Wednesday, 10 January 2018: 2:15 PM
Room 12A (ACC) (Austin, Texas)
Pattern scaling is a computationally efficient method to generate global projections of future climate changes, such as temperature and precipitation, under various emission scenarios. In this study, we apply the pattern scaling method to project future changes of potential evapotranspiration (PET), a metric highly relevant to hydroclimate research. While doing so, this study tests the basic assumption of pattern-scaling methods, which is that the underlying scaling pattern is largely identical across all emission scenarios. We use a pair of a the large-ensemble global climate model (GCM) simulations and obtain the two separate scaling patterns, one due to greenhouse gases (GHGs) and the other due to aerosols, which show substantial regional differences.

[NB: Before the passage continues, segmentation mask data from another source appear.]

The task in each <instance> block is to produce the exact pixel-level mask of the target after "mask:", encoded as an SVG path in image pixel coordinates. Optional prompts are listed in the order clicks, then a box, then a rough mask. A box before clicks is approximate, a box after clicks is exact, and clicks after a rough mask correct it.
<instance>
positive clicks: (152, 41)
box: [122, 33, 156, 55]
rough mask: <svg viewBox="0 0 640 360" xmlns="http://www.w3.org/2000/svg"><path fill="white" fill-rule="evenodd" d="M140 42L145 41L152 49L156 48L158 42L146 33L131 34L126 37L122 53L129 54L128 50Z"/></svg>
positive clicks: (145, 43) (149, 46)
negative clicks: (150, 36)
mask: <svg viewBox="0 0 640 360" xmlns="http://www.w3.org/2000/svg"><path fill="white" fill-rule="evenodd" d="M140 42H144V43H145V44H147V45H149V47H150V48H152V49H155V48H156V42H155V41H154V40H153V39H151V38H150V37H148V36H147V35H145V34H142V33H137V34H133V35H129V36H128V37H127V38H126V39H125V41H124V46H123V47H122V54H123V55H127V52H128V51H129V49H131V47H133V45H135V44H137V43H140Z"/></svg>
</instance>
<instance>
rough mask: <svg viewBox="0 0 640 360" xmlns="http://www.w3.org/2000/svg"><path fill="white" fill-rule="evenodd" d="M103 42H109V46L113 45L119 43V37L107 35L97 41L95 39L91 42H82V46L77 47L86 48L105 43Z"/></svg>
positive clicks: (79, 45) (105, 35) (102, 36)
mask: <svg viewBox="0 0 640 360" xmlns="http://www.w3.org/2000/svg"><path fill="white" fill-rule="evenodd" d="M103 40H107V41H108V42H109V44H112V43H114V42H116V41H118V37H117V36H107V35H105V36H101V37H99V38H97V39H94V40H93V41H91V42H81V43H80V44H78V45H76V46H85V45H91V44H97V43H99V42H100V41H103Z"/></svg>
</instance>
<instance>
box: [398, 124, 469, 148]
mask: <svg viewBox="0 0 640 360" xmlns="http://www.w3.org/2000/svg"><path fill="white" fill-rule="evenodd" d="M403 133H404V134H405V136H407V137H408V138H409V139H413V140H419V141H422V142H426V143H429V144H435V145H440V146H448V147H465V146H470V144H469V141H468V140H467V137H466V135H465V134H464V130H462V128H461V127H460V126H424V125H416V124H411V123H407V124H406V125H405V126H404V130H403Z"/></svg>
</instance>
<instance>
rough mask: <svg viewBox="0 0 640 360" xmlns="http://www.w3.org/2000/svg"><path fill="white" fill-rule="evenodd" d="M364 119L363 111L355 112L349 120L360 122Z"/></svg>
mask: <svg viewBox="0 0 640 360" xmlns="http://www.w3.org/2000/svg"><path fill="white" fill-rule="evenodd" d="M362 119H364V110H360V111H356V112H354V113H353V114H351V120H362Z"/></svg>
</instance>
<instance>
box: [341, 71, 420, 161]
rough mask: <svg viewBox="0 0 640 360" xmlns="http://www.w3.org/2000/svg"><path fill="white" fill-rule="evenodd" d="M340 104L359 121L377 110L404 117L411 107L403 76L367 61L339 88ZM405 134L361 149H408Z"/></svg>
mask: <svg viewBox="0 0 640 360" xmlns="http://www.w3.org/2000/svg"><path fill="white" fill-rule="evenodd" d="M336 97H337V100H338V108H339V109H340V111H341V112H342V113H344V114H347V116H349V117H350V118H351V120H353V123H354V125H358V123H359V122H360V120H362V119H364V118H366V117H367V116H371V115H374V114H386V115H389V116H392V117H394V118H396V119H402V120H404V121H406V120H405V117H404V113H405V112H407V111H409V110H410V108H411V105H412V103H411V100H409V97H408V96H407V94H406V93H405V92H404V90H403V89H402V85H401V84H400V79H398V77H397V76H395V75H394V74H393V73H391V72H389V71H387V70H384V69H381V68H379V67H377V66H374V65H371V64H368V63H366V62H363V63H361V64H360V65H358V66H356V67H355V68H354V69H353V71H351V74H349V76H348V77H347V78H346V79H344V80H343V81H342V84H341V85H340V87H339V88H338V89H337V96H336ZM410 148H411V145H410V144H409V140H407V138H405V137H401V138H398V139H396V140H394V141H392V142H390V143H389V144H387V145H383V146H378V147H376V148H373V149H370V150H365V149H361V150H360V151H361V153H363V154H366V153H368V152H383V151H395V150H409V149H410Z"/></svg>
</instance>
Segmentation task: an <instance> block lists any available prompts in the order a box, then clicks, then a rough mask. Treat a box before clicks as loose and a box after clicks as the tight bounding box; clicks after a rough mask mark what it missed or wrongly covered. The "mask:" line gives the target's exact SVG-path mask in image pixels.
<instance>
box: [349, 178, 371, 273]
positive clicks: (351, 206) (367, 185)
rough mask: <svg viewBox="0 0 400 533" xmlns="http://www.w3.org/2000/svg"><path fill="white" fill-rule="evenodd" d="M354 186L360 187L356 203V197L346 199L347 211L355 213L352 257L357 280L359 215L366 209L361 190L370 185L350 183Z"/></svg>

We also derive a single combined pattern, encapsulating the effects of both forcings. Using an energy balance climate model, future changes in temperature, precipitation, and PET are projected by combining the separate GHGs and aerosols scaling patterns (“hybrid-pattern” approach) and the performance of this “hybrid-pattern” approach is compared to the conventional approach (“single-pattern”) by evaluating both approaches against the GCM direct output. We find both approaches provide reasonably good emulations for the long-term projection (end of the 21st century). However, the “hybrid-pattern” approach provides better emulations for the near-term climate changes (2020-2040) when the large changes in aerosol emissions occur.